もしそんな話をして、その結果向こうが過剰反応をしたらこっちとしても面倒だし。
「さて、さっき自己紹介をしたが、改めて自己紹介をしよう。俺はアクセル・アルマー。異世界から来た魔法使いだ」
「魔法……使い……?」
ウイリスが信じられないといった様子で俺を見る。
そんなウイリスに覆い被さっていた他の面々も、危険はないと判断したのだろう。
何かあればすぐにでもウイリスを庇えるようにしながらも、俺の方に視線を向けてくる。
「それは、本当なのかい?」
「今、お前の目の前に何がある?」
ウイリスにそう言葉を返しながら、部屋の中を飛んでいる鳥の炎獣を示す。
炎獣を見れば、それが手品とかそういうのではないと、すぐに理解出来るだろう。
「そんな訳で、改めて事情を説明しよう」
そう言い、俺は事情を説明していく。
世界と世界の狭間に存在するシャドウミラーという国。
この世界にやって来て、フリーのMS乗りとして活動し始めた後の諸々を。
かなり端折った説明だったので、10分もしないうちに終わり……
「するとつまり、先程そこのジャミルとかいうのが口にした連邦国の代表というのは?」
「真実だ」
リーの言葉にそう断言する。
もっとも、連邦国ではあっても、まだしっかりと地盤は固まってないのだが。
そもそもジャミルが俺達と一緒にこういう場所にいるという時点で普通ではない。
「ただまぁ……今の俺の言葉だけで全てを信じろってのも無理だろ。
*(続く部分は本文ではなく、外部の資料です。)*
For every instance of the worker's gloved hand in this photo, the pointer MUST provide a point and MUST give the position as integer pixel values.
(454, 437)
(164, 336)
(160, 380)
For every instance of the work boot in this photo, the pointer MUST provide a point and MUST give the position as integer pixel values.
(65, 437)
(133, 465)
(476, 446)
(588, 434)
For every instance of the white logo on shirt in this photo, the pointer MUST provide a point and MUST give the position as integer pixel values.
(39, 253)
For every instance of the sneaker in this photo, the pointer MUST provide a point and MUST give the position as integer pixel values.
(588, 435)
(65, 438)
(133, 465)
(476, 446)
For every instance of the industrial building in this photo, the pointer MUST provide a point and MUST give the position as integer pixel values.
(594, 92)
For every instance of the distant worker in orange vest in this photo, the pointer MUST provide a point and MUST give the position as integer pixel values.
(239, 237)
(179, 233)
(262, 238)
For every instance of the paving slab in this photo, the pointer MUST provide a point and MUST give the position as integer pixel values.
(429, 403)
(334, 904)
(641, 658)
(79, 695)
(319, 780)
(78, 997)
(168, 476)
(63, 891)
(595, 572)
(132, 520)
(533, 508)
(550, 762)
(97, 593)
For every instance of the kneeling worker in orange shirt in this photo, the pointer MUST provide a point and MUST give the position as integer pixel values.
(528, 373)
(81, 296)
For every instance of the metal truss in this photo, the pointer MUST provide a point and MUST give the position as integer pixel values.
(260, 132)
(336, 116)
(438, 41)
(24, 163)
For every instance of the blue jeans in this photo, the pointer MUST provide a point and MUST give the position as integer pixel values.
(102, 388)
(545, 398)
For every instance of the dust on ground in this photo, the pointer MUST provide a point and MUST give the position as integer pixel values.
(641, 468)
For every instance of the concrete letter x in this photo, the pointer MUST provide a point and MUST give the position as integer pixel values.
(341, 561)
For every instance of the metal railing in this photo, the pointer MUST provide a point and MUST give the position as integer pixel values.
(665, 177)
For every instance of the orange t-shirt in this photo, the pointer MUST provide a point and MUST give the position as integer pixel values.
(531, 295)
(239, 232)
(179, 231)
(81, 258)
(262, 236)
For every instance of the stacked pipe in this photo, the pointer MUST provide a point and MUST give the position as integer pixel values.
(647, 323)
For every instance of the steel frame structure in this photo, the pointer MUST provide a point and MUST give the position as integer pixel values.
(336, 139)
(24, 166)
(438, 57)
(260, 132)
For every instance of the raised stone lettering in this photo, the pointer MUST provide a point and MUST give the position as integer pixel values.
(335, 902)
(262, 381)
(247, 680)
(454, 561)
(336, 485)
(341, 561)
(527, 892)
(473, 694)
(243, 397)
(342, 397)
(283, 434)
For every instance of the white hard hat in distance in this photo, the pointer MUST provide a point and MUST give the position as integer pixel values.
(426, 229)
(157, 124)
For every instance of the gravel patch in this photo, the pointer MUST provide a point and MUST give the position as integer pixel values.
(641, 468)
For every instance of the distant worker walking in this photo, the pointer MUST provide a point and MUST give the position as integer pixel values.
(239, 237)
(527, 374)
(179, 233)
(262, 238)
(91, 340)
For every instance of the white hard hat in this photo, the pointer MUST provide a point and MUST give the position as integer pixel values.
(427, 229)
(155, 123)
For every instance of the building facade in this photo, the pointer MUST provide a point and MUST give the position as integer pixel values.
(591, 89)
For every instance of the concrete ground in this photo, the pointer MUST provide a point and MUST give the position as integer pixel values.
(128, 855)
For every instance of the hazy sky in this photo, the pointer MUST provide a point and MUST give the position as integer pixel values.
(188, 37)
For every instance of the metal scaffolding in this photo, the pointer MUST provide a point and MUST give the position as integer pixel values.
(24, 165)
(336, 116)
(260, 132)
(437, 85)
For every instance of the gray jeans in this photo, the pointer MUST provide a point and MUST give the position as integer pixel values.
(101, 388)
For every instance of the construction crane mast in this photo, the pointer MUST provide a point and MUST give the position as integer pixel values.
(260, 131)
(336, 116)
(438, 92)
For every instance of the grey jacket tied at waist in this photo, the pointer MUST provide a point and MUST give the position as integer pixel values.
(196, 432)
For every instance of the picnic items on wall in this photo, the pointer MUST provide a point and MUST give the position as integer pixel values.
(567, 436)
百聞は一見にしかず。取りあえず俺が魔法使いだというのをしっかりと認識して貰う為に、今から転移魔法を使って北米に移動する。そんな訳で、誰が来る?」
ウイリス達に向かってそう尋ねる。
「僕が行こう」
すると予想外な事に……本当に予想外な事に、ウイリスが真っ先にそう言う。
「ウイリス様!?」
ルクスが驚きの言葉を発する。
ウイリスの補佐をしているルクスにしてみれば、まさかこの状況でウイリスがそんな事を言うとは思わなかったのだろう。
正直なところ、それについては俺も同感だった。
少し話したり、何より部下達と話しているのを見た感じだと、ウイリスは決して決断力に優れている訳ではないように思えたのだ。
だが、このような状況でいきなり自分が北米に行くと言うとは……しかも、俺達側の者なら何度も影のゲートを使っているものの、ウイリスにしてみれば転移魔法などというのは初めて知った存在の筈だ。
あるいは、お伽噺とかそういうので知っていた可能性はあるが、それでも結局のところ想像上のものでしかないだろう。
そのような状況で、何故そのようなことをいきなり言えたのか。
正直なところ、俺には分からない。
分からないが、それでも今の状況を思えば恐らく好奇心は強いとか、そんな感じなのだろう。
あるいは大人しい性格をしているだけに、小説とかそういうのを読むのは好きだったのかもしれない。
……15年前の戦争でそういう本とかが残っているのは不思議だが、人口99%が死んだのに、この辺りにはエスタルドを入れて3つの国が存在するだけの者達が生き残っていたのだ。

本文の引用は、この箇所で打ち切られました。